W Chinach Zębski był jednym z wyróżniających się zawodników kadry "B". Zagrał we wszystkich dziewięciu spotkaniach z orzełkiem na piersi, w których był bardzo cennym ogniwem w rotacji - zdobywał przeciętnie po 11,3 punktu. Jak więc widać skusiła go perspektywa dalszej współpracy z 34-letnim szkoleniowcem, u którego w dalszym ciągu powinien być ważną postacią.
Bydgoszczanie bardzo energicznie przystąpili do okresu transferowego przed swoim powrotem po 13 latach na parkiety ekstraklasy.
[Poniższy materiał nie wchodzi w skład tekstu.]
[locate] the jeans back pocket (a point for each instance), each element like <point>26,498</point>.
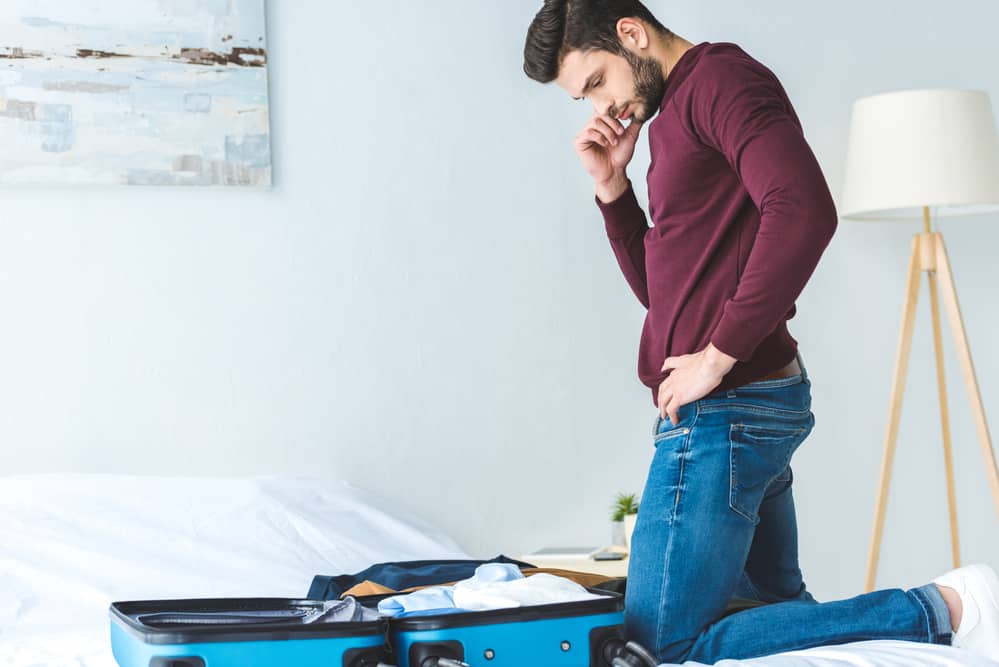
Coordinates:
<point>758,455</point>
Kontrakty na nowy sezon w grodzie nad Brdą mają Marcin Nowakowski, Dorian Szyttenholm, Jakub Dłuski i Łukasz Frąckiewicz, a poza Kempem i Zębskim nowym nabytkiem czarno-czerwonych jest także Michał Chyliński, z którym Enea Astoria podpisała aż 3-letni kontrakt. Po nazwiskach nowych graczy już widać, że beniaminek nie zamierza walczyć jedynie o utrzymanie się w Energa Basket Lidze.
ZOBACZ WIDEO Niezwykle skromny człowiek. Wojciech Nowicki: Sodówka nie uderzyła mi do głowy [cała rozmowa]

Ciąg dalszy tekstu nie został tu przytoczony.